FIG. 1 shows an embodiment of the present invention, FIG. 1 is a schematic configuration diagram of a urine component measuring toilet bowl, and FIG. 2 is a sectional configuration diagram in a state in which an air layer is formed on a sample in each delivery pipeline, FIG. 3 is a sectional view showing a state in which a reagent is intermittently mixed in each sample compartment, FIG. 4 is a sectional view showing an example of a urine collector, and FIG. 5 is an explanatory view of the action of the urine collector shown in FIG. Figure 6 is a perspective view of the layout of the urine component measuring toilet,
FIG. 7 is an internal structure diagram of each cartridge in FIG. 6,
FIG. 8 is a perspective view of the reagent tank in FIG. 6, FIG. 9 is a sectional configuration view of a three-way solenoid valve, FIG. 10 is a perspective view of a flow cell constituting a concentration measuring instrument, and FIG. 11 is a second embodiment. FIG. 12 is a perspective configuration diagram corresponding to FIG. 6, FIG. 12 shows the analysis unit in FIG. 11, (a) is a front view, (b) is a plan view, and (c) is a right side view. DESCRIPTION OF SYMBOLS 1 ... Toilet main body, 3 ... Diluting tank 4a ... 1st delivery pipeline, 4b ... 2nd delivery pipeline 4c ... 3rd delivery pipeline, 4d ... 4th delivery pipeline 5a, 5b, 5c, 5d ... Gas injector 6a to 6g ... Reagent injector (reagent tank) 7a, 7b, 7c, 7d ... Concentration measuring device 8 ... Display device, 9 ... Suction pump 10 ... Return conduit 12a, 12b, 12c, 12d ... Cartridge 15 Specimen, 16 ... Bubble layer 17 ... Sample compartment, 20 ... Flow cell 20a ... Cylindrical part, 20b ... Flat plate part 21 ... LED, 22 ... Photodiode A ... Urine component measuring toilet bowl, V ... Urine collector T ... Reagent tank, E ... analyzer unit a, c ... three-way electromagnetic _{valve, d} 1 _~d 4 _... three-way electromagnetic valve e ₁ to e 7 _... three-way solenoid valve

Claims (1)

[Claims] 1. A feeding conduit for passing collected urine, a gas injector for injecting gas into the feeding conduit to divide urine into sample compartments, and each divided into sample compartments.
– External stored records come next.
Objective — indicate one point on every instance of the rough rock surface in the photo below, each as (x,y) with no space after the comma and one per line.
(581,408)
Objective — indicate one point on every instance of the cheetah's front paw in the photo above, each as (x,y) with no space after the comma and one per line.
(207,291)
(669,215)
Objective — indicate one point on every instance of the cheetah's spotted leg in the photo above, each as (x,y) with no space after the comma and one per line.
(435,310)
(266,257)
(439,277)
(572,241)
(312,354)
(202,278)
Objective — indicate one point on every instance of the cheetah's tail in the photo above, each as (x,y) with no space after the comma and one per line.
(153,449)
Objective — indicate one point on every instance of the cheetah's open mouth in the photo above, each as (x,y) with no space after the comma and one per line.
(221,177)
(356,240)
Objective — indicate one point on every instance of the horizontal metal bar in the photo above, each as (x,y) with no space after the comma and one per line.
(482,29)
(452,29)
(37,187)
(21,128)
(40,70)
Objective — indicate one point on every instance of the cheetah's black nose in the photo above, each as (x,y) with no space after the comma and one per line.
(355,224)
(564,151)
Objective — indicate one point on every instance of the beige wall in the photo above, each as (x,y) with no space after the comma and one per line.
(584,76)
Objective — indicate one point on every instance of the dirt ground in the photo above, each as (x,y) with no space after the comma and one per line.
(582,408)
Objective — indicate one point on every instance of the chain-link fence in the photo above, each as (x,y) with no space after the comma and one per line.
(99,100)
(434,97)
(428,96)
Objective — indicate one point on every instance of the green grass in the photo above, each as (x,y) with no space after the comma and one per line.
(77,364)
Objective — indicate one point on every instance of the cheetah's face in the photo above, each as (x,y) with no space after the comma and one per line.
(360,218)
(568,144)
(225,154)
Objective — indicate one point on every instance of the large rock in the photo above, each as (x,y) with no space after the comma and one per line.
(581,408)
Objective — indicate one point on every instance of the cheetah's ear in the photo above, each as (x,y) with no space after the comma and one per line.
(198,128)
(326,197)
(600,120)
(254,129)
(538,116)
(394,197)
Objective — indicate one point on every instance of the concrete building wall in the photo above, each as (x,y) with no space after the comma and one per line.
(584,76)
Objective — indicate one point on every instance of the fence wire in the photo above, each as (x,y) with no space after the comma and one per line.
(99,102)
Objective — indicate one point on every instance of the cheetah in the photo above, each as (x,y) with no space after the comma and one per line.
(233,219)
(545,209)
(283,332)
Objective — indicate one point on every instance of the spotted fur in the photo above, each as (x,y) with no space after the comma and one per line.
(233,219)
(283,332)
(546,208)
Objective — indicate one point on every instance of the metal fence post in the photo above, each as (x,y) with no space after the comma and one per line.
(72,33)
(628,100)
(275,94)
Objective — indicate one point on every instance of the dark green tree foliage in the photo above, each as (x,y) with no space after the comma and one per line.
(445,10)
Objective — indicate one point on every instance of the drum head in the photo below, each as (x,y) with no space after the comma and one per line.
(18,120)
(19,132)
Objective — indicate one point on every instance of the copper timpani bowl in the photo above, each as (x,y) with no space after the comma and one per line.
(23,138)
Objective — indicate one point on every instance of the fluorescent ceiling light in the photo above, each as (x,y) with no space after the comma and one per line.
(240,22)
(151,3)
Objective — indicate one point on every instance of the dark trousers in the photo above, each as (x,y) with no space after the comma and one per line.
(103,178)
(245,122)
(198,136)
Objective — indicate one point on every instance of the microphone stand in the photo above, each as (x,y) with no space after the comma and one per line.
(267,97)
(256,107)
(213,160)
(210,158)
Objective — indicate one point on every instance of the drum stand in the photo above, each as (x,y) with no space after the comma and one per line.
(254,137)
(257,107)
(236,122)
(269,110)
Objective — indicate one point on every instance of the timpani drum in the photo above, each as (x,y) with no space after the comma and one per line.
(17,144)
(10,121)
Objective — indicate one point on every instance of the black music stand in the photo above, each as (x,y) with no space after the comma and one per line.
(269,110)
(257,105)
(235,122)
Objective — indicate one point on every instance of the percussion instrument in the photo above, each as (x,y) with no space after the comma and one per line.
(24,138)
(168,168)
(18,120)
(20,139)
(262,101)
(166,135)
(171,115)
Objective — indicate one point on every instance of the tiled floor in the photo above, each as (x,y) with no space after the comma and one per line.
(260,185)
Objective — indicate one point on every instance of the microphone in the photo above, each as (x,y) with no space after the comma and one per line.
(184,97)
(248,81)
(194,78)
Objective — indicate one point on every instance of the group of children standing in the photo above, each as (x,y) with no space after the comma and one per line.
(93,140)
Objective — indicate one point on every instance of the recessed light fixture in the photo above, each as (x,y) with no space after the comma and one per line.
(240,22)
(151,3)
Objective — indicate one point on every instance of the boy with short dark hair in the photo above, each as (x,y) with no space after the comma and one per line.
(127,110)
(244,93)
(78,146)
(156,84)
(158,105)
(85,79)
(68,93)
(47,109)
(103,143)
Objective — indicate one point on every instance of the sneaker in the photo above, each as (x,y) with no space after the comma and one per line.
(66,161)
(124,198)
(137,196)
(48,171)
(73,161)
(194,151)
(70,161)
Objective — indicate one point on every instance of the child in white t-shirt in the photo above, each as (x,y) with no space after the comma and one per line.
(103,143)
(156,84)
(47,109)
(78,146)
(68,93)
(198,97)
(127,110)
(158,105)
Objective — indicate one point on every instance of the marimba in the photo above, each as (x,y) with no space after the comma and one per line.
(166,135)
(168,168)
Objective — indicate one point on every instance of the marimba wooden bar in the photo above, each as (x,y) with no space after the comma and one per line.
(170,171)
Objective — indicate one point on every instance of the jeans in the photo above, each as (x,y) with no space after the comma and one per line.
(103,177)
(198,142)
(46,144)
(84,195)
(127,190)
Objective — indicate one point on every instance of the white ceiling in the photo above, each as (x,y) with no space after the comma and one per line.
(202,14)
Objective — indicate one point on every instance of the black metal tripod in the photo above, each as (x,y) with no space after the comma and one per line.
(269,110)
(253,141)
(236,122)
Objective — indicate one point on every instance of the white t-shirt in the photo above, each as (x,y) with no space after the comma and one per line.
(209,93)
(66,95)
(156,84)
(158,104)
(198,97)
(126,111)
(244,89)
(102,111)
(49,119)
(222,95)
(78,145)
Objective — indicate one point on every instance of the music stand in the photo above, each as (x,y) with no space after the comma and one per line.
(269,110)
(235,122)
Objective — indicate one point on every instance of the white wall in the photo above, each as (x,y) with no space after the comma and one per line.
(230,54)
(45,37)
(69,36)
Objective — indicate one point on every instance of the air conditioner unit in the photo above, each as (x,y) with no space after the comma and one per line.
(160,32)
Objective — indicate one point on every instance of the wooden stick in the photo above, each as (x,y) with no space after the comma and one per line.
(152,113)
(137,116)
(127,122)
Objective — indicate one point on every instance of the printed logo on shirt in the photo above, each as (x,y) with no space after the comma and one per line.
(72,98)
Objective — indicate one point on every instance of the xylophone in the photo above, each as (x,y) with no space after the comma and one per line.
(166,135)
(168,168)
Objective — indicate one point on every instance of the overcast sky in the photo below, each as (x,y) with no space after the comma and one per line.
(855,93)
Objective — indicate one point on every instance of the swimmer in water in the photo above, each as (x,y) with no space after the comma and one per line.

A urine component measuring device comprising a reagent injector for injecting a reagent into urine and a concentration measuring device for detecting the concentration of urinary components in each sample compartment, wherein a wash water storage tank is provided on the upstream side of the feed conduit. A urine component measuring device comprising a three-way solenoid valve connected to the control valve, and controlling the three-way solenoid valve to allow flush water to flow into the feed pipe.